LLM Evaluation

LLM Eval Metrics That Actually Matter in Production

By Fatima Al-Rashid · April 24, 2025 · 10 min read

Every team building LLM features starts with the metrics they already know: BLEU, ROUGE, perplexity. These come from machine translation and language modeling research, and they're well understood — but they were designed for different problems than the ones production LLM features actually face. A decade of NLP research has tuned them for benchmark performance. Your users don't experience benchmarks.
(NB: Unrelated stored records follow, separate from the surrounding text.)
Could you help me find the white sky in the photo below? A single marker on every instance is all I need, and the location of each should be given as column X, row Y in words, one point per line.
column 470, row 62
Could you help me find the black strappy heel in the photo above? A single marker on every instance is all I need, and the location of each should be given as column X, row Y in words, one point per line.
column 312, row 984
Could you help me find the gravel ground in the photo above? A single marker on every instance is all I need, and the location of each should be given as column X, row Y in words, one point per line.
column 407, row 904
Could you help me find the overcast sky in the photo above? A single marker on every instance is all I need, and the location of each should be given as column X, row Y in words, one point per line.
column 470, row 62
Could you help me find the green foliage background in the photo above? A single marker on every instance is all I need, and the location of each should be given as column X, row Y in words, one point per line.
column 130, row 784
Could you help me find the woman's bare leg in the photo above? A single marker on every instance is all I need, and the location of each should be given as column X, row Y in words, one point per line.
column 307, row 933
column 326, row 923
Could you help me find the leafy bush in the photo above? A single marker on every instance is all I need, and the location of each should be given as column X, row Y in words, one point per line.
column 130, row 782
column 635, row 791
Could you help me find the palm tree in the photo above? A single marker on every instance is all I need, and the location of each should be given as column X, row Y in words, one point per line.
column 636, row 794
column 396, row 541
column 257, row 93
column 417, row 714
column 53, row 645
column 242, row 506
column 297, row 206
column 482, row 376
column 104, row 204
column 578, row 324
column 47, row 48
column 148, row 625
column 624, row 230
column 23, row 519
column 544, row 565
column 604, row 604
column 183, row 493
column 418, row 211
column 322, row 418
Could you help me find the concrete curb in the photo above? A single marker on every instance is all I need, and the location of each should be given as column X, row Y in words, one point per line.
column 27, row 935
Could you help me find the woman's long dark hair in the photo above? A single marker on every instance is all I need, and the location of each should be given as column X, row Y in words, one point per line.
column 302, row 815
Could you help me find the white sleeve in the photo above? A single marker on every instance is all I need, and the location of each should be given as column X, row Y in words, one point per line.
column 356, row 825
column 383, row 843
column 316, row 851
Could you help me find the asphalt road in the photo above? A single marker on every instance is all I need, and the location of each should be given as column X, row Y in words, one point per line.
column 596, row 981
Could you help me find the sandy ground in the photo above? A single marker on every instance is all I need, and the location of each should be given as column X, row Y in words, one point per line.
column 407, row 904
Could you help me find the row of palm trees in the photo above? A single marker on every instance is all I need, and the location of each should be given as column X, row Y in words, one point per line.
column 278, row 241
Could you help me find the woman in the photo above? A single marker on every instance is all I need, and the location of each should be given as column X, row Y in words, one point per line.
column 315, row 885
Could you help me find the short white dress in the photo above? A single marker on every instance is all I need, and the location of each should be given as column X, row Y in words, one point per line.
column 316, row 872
When we started thinking carefully about which metrics actually predict user satisfaction in deployed LLM products, the ranking was counterintuitive. The metrics with the most research behind them (BLEU, ROUGE) ranked lowest. The metrics most correlated with the things that make users stop using a product — hallucination, guardrail failures, coherence breakdown — were largely absent from standard eval frameworks.

This is our current hierarchy, based on building evals for LLM-powered products across a few different verticals since late 2024. It's not a universal ranking — the weights depend heavily on your use case — but it's a useful starting point for teams figuring out what to instrument.

Tier 1: Metrics That Directly Predict Trust Loss

Factuality / Entailment Pass Rate

For any feature that retrieves or synthesizes factual information, factuality is the highest-stakes metric. A single fabricated fact that a user acts on can break trust in a way that takes months of good performance to rebuild. This is especially true for B2B products where users are applying LLM output to consequential decisions.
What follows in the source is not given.